How do we tackle noisy recognition?

Something I've been thinking about a lot lately is how humans handle noisy recognition. Maybe you recognize the image above, if not you probably haven't seen the original image. The fact is, many people do astonishingly recognize the person in the image, despite the fact that the image has been substantially downsampled and destroyed. However, the message/signal, the identity of the person, remains intact for us. How?

Meanwhile, AI visual models tend to fail hard at these perturbed recognition tasks, being vulnerable to even relatively mild amounts of image distortion.

The fact that current AI models can't recognize this feels like a missing piece. Though another part of me wonders if we should even want AI models to be able to recognize these edge cases.

Not for reasons around robots beating Captcha's or anything like that. More, is it a desirable trait for vision that we look at a smear of pixels and hallucinate something there that isn't exactly present?

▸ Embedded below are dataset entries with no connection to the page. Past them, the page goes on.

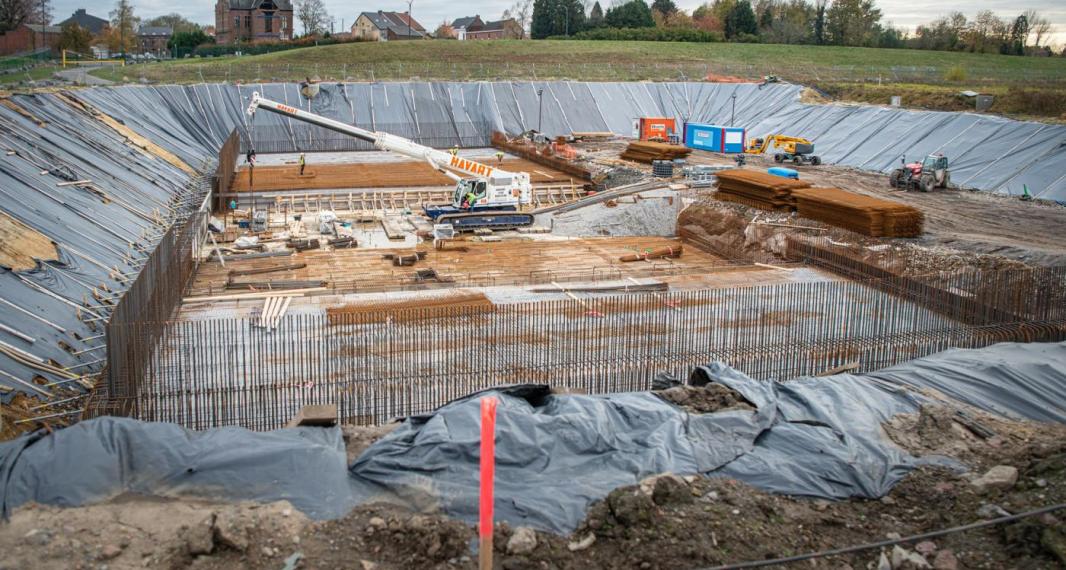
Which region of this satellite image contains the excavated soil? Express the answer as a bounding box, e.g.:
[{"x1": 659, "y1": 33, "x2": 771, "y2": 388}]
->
[
  {"x1": 656, "y1": 384, "x2": 755, "y2": 413},
  {"x1": 0, "y1": 402, "x2": 1066, "y2": 570},
  {"x1": 678, "y1": 142, "x2": 1066, "y2": 267}
]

We can look at things like ink blots and clouds and see entire stories within them, and while this can serve as an interesting microscope into the psyche, is it a beneficial trait to have to project our minds onto reality?

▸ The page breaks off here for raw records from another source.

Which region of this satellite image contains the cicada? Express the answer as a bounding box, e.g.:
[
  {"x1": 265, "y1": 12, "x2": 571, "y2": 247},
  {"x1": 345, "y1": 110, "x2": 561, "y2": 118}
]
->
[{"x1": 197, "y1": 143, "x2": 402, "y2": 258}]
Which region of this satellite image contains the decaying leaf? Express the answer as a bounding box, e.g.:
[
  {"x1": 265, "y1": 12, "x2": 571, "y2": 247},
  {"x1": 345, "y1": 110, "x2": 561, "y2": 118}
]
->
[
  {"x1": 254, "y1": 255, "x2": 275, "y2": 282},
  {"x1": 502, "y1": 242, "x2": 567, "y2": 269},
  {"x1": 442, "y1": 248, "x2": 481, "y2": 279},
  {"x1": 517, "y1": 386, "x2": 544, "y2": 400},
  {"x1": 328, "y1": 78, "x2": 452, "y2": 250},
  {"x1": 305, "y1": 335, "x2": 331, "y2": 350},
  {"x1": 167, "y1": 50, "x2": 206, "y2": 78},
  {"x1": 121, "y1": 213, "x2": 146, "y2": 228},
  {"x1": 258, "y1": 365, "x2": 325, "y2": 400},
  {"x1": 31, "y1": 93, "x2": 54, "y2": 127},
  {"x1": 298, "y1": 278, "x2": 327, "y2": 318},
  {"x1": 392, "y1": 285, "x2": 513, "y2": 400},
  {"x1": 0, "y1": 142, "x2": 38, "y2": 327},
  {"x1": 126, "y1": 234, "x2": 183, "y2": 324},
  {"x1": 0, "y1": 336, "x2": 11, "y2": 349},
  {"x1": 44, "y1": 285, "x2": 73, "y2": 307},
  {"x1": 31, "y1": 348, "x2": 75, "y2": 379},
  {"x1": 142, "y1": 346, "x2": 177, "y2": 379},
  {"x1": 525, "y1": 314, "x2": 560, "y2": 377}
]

Here, I want to discuss the status quo of how AI currently "sees", how we might strategize an approach that allows for seeing obscured messages through "controlled hallucinations", and whether this might be desirable.

How AI Currently Sees

Computer vision, in most familiar forms, operates in a bottom-up fashion. An incoming visual signal discretized onto a grid of pixels arrives at the input layer of a neural network and is propagated all the way through to the end to be processed into an semantic representation. In short, image -> conceptual representation. This flow is unidirectional.

An alternative form of flow is top-down processing, where we proceed in the reverse direction, beginning from the idea and mapping back to the visual stimuli. In short conceptual representation -> image. This type of processing is typically reserved for generative tasks, where we may provide a text caption such as "a cat" to guide a model towards generating a picture of a cat.

There is some nuance we'll uncover as we go on, but these modes often appear separately from one another, and for tasks such as image classification, segmentation, encoding, and visual language modeling, it typically manifests as somewhat exclusively bottom-up.

Vision, at minimum, requires bottom-up processing. We need some means of taking in a signal and further processing it. However, it is possible to have have visual processing that makes use of both forms.

How Humans See

This section is summarizes this video and also borrows visuals from it.

When perceiving, humans make use of a mixture of top-down and bottom-up processing.

Higher cognitive areas constantly generate models of what we expect to perceive based on prior knowledge, context, and recent experience. These predictions flow downward through the neural hierarchy.

Meanwhile, raw sensory data flows upward from our sensory organs. Importantly, what moves up isn't all sensory data, but primarily the prediction errors - the differences between what was predicted and what was actually sensed.

The brain assigns different weights to prediction errors based on their estimated reliability. In clear conditions, sensory input gets higher weighting; in ambiguous situations, prior expectations may dominate.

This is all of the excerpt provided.